Collier will be giving two campus talks on the book Basta! Land and the Zapatista Rebellion in Chiapas, which he co-authored with journalist Elizabeth Lowery Quaratiello. The paperback, based on his research in the Chiapas area, is in its second printing by the Institute for Food and Development Policy in Oakland, Calif. Talks are scheduled for 12:15 p.m. Tuesday, Feb. 21, at Bolívar House (582 Alvarado Row) and at 4 p.m. Thursday, Feb. 23, at the Stanford Bookstore.
An anthropologist, Collier doesn't claim to understand the workings of international currency markets. But he's learned about their social effects by studying social change in the highlands region of Chiapas over the past 30 years. He began studying peasant farming communities there as a graduate student in the Harvard Chiapas Project in the early 1960s and has returned many times since.
The Chiapas highlands, where most of the initial rebels are from, is a relatively remote region in southeastern Mexico that is full of paradoxes, he said, and one where Mexico's oil boom in the 1970s and the debt crisis that followed redefined the lives and roles of many peasants.

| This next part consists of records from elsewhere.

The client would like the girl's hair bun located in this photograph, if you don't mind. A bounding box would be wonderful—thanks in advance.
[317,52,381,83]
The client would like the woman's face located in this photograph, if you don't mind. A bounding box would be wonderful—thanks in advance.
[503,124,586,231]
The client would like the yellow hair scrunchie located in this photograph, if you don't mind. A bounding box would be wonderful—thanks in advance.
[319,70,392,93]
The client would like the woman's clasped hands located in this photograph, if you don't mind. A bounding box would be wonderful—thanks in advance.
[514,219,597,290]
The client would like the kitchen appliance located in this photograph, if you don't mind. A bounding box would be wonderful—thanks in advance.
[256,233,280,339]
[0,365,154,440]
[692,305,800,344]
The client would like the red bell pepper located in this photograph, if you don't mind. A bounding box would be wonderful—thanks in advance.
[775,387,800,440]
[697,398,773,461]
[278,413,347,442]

"Within even the tiniest Indian hamlets there are wealthy entrepreneurs who own such modern luxury items as televisions and videocassette recorders; poor, marginalized farm workers; and opportunistic political bosses. The state has plenty of wealthy ladinos, or Mexicans non-indigenous to the region who sympathize with the Zapatistas, and poor peasants who do not. There are disaffected intellectuals, grassroots organizers, elite colonial families and ranchers, each with their own political agenda. And in this place where Catholics and Protestants have clashed bitterly, where women are praised for passivity rather than activism, a non-sectarian rebellion has arisen, and mothers, wives and daughters are among those who make up the ranks of the Zapatista army."
In contrast to some analysts, Collier believes this is a peasant rebellion, not an exclusively Indian rebellion, even though Zapatistas demand rights for indigenous people.
"By peasants, I mean rural people who produce their own food or who are closely connected to others who produce for subsistence, as contrasted with those who farm commercial crops primarily for sale and profit." Some are indigenous but many are not, he added.
The roots of the rebellion date at least to the early 1970s, Collier said, when Mexico's national government undertook contradictory land reforms and massive oil development.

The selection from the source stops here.